CHICAGO — A decades-old switching point just north of Union Station was removed in recent days to prevent more Metra and Amtrak train derailments, the Chicago Sun-Times reported.
“We’ve had three derailments, and they’ve all happened in basically the same area,” said Metra Deputy Executive Director Rick Tidwell.
After the most recent incident, which occurred last Thursday and involved a Seattle-bound Amtrak train, the switching area was replaced with track that “goes in a straight line” without a “transition point,” said Vaughn Stoner, Metra’s chief operations officer.
The change is “an engineering solution that’s been put in place to take away the opportunity for this to ever happen again,” Tidwell said, adding it shouldn’t noticeably affect service. “Amtrak decided and we agreed, take it out, let’s operate without it.”
Kathleen Cantillon, an Amtrak spokeswoman, said of the work: “It was basically planned all along; we just accelerated the plan.”

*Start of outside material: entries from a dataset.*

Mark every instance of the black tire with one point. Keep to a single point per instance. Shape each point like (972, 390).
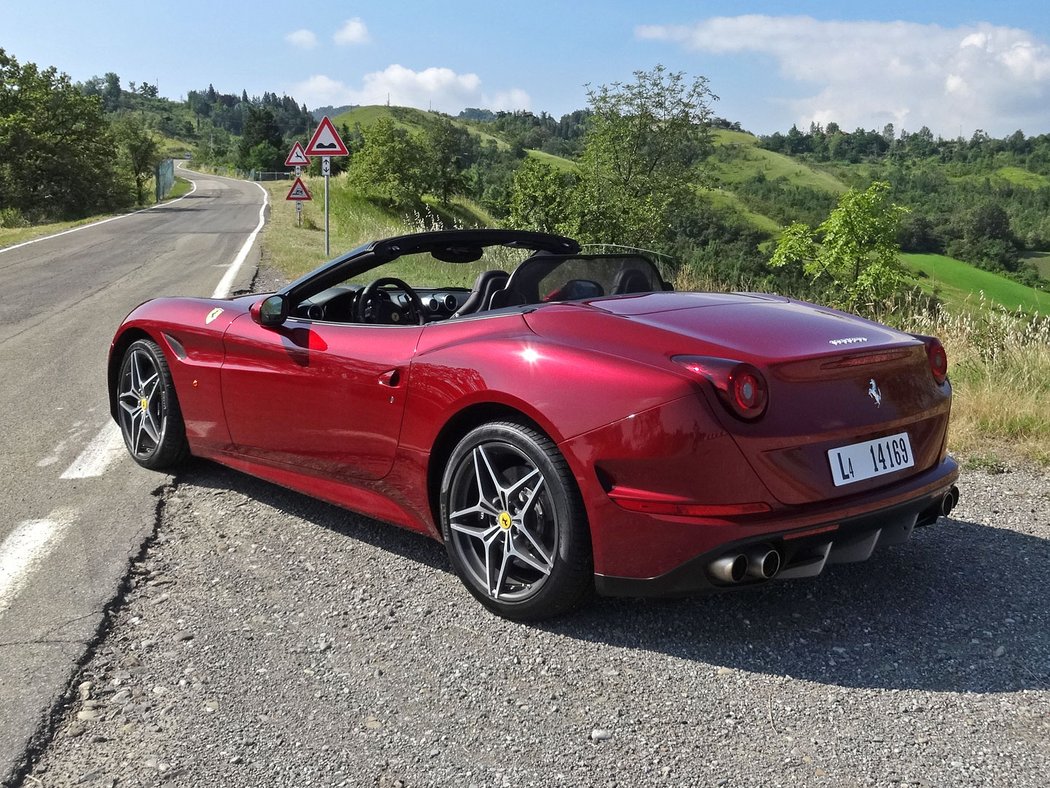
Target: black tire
(147, 408)
(515, 524)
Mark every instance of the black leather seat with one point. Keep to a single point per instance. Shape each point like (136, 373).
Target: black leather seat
(631, 281)
(486, 284)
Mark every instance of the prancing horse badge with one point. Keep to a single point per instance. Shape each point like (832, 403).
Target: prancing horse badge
(873, 391)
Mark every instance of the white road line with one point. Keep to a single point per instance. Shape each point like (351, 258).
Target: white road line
(25, 547)
(223, 289)
(107, 447)
(104, 449)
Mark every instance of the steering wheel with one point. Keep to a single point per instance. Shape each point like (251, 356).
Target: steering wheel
(375, 304)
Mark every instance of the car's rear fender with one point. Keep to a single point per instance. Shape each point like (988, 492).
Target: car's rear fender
(189, 332)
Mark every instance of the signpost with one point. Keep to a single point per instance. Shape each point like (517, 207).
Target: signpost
(326, 143)
(297, 158)
(299, 193)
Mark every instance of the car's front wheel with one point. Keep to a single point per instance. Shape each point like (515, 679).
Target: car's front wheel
(515, 524)
(148, 410)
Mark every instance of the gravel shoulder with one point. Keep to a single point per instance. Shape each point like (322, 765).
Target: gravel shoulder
(268, 639)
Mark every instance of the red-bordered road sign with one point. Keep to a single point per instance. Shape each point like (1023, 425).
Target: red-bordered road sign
(297, 158)
(326, 141)
(298, 191)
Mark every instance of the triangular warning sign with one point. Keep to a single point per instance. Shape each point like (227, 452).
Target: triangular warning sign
(326, 141)
(298, 191)
(297, 158)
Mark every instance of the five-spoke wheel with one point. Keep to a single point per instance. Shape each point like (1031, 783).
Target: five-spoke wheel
(147, 409)
(513, 522)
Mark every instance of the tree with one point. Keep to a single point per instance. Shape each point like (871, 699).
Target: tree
(260, 128)
(450, 154)
(111, 92)
(139, 151)
(641, 160)
(56, 150)
(539, 197)
(857, 260)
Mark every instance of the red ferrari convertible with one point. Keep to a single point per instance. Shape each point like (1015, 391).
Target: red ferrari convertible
(564, 423)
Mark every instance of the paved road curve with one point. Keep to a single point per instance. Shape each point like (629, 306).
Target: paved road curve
(74, 510)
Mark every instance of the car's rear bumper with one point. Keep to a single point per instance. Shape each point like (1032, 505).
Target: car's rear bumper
(803, 544)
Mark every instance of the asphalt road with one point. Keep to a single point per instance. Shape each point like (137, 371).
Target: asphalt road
(270, 640)
(75, 511)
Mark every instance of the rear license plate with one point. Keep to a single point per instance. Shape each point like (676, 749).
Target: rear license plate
(859, 461)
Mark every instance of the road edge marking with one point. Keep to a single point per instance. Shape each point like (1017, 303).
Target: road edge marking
(25, 547)
(98, 455)
(96, 224)
(223, 289)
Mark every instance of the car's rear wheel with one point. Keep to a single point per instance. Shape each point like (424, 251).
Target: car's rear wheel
(515, 524)
(148, 410)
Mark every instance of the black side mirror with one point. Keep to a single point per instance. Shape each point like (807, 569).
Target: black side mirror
(271, 312)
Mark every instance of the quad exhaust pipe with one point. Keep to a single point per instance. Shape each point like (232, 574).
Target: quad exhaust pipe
(761, 562)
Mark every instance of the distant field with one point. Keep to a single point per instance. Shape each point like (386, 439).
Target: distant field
(722, 199)
(1042, 262)
(559, 163)
(748, 160)
(1021, 177)
(958, 283)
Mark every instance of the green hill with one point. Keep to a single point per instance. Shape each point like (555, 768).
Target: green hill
(961, 285)
(415, 121)
(738, 158)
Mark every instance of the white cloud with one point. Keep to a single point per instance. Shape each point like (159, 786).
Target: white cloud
(869, 74)
(442, 89)
(303, 39)
(353, 32)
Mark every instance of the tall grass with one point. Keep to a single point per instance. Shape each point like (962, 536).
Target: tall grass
(999, 364)
(1000, 369)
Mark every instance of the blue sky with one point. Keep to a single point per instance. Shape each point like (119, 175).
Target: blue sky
(952, 66)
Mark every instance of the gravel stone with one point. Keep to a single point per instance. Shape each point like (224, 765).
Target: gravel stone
(330, 649)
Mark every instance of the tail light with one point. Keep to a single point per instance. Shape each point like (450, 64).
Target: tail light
(938, 358)
(740, 387)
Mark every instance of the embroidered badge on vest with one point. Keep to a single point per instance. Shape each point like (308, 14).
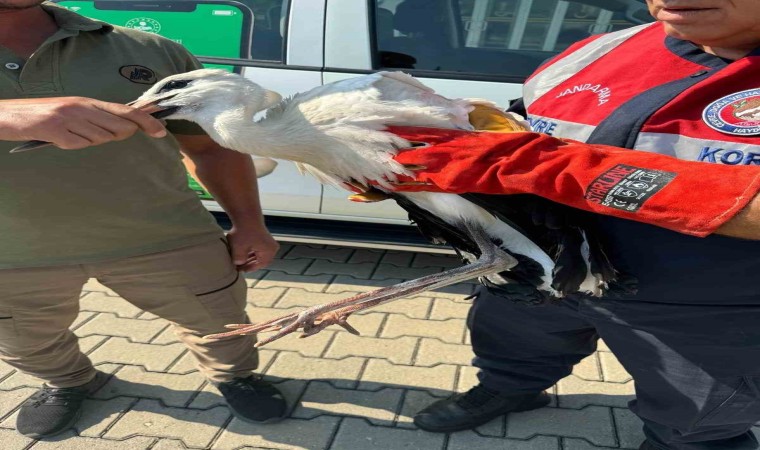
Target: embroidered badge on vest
(737, 114)
(138, 74)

The switch was located under an overhang hundreds of feet north of the “bumping post” at Union Station, which is owned by Amtrak and used by the passenger railroad and Metra, the commuter rail agency.
The switch layout, the curve it was on and a worn wheel flange on the Amtrak train contributed to Thursday’s derailment, which resulted in no injuries but snarled rail traffic for hours, according to local and federal officials.
“When the right conditions exist, you put an awful lot of pressure on that [eastern] rail,” said Tidwell. Although the switch and train wheel were factors in the derailment, “neither of the conditions were noncompliant with our regulations,” said Federal Railroad Administration spokesman Warren Flatau. As a result, Amtrak will not face penalties, he said.
The switch removal was accelerated under a five-year, $80 million improvement project under way on the north end of Union Station, said Metra spokeswoman Susana Leyva. That effort involves the reconstruction of switches and crossovers, plus the installation of new switch heaters, ties and rail. Much of that work is being done during off-peak hours and the warmer months, officials said.
Metra runs 126 trains each weekday on the Milwaukee District North and West lines, and North Central Service Line, through that area.
Amtrak operates its Seattle- and Milwaukee-bound trains from the north end.
Of the three derailments, two involved Metra and one Amtrak. They all occurred this year.